Saves data with pickle, saves the model with pickle and onnx, runs and saves the predictions for the given model. This function is used to test a backend (runtime) for onnx.

Parameters
  • data – any kind of data

  • model – any model

  • onnxonnx model or None to use onnxmltools to convert it only if the model accepts one float vector

  • basemodel – three files are writen <basename>.data.pkl, <basename>.model.pkl, <basename>.model.onnx

  • folder – files are written in this folder, it is created if it does not exist, if folder is None, it looks first in environment variable ONNXTESTDUMP, otherwise, it is placed into 'tests'.

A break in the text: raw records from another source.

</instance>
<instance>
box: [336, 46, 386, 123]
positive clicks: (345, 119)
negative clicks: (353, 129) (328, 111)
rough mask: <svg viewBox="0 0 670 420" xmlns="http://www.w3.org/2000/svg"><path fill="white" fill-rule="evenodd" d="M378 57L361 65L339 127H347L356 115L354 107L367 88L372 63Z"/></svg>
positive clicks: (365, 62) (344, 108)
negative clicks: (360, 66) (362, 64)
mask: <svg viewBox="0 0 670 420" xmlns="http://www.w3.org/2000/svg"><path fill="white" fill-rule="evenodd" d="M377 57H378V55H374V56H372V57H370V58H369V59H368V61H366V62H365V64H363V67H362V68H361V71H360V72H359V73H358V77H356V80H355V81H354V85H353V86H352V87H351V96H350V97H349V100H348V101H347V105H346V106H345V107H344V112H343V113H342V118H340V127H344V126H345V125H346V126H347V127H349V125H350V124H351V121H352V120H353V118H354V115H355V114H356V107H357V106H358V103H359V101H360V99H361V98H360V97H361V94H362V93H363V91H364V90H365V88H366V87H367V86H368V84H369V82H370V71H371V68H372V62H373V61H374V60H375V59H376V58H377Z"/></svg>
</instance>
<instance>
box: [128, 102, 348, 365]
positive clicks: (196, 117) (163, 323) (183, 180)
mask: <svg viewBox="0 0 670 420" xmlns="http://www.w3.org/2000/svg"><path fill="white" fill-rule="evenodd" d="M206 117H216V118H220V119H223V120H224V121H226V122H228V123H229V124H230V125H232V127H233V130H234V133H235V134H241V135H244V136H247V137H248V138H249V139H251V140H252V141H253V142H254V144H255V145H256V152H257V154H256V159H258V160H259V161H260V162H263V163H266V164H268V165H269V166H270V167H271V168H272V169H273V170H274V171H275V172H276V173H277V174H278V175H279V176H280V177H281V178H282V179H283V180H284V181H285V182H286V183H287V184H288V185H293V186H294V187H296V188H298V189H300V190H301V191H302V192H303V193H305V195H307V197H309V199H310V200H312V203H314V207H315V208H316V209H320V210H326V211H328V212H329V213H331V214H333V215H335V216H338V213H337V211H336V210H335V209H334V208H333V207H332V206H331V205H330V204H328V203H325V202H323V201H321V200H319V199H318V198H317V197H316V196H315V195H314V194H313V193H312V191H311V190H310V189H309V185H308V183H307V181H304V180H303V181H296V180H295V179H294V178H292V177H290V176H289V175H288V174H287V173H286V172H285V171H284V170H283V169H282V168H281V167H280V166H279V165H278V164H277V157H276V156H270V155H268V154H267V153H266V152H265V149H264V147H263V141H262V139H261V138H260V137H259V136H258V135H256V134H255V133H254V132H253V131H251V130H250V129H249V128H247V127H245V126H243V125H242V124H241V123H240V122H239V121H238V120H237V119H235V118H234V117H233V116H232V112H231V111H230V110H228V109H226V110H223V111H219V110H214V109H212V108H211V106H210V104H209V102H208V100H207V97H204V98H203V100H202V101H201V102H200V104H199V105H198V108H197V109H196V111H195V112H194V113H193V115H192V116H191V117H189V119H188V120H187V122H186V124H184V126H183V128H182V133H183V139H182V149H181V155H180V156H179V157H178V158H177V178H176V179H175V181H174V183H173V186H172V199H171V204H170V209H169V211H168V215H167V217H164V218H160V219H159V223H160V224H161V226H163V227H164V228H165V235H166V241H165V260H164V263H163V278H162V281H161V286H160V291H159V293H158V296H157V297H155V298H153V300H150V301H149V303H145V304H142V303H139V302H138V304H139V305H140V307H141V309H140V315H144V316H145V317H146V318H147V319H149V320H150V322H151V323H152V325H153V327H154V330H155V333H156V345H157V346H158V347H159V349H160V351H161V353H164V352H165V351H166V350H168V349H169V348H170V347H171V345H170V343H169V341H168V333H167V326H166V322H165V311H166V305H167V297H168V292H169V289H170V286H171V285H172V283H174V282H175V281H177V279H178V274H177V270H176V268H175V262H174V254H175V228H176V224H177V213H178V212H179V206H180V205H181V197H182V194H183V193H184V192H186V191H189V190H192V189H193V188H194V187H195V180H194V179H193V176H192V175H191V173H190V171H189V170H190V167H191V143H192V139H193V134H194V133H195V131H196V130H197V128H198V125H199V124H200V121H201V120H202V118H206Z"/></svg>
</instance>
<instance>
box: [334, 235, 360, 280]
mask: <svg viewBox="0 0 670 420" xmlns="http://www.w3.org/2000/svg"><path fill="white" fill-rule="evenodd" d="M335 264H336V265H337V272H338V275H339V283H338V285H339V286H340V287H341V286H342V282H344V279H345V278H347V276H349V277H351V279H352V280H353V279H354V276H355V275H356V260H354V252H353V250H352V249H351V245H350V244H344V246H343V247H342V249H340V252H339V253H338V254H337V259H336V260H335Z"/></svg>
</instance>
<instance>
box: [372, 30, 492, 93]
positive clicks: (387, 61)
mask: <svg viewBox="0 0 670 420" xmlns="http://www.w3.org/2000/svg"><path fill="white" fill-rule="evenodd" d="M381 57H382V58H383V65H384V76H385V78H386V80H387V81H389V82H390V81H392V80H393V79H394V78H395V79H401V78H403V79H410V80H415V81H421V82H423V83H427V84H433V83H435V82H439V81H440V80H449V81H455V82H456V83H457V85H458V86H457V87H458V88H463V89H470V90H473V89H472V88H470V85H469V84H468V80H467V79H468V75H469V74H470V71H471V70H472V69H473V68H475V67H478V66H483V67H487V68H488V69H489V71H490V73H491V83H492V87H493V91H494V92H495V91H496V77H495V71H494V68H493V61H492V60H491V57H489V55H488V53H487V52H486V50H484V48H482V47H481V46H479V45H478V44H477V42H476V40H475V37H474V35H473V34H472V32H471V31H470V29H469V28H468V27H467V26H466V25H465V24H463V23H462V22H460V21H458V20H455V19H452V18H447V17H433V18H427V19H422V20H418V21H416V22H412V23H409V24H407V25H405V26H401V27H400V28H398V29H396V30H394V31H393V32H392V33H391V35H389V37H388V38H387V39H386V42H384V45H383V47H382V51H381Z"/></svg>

  • inputs – standard type or specific one if specified, only used is parameter onnx is None

  • backend – backend used to compare expected output and runtime output. Two options are currently supported: None for no test, ‘onnxruntime’ to use module onnxruntime.

  • context – used if the model contains a custom operator

  • allow_failure – None to raise an exception if comparison fails for the backends, otherwise a string which is then evaluated to check whether or not the test can fail, example: "StrictVersion(onnx.__version__) < StrictVersion('1.3.0')"

  • verbose – prints more information when it fails

Returns

the created files

Some convention for the name, Bin for a binary classifier, Mcl for a multiclass classifier, Reg for a regressor, MRg for a multi-regressor. The name can contain some flags. Expected outputs refer to the outputs computed with the original library, computed outputs refer to the outputs computed with a ONNX runtime.

  • -CannotLoad: the model can be converted but the runtime cannot load it

  • -Dec3: compares expected and computed outputs up to 3 decimals (5 by default)

  • -Dec4: compares expected and computed outputs up to 4 decimals (5 by default)

  • -NoProb: The original models computed probabilites for two classes size=(N, 2) but the runtime produces a vector of size N, the test will compare the second column to the column

  • -OneOff: the ONNX runtime cannot computed the prediction for several inputs, it must be called for each of them and computed output.

  • -Out0: only compares the first output on both sides

  • -Reshape: merges all outputs into one single vector and resizes it before comparing

  • -SkipDim1: before comparing expected and computed output, arrays with a shape like (2, 1, 2) becomes (2, 2)

If the backend is not None, the function either raises an exception if the comparison between the expected outputs and the backend outputs fails or it saves the backend output and adds it to the results.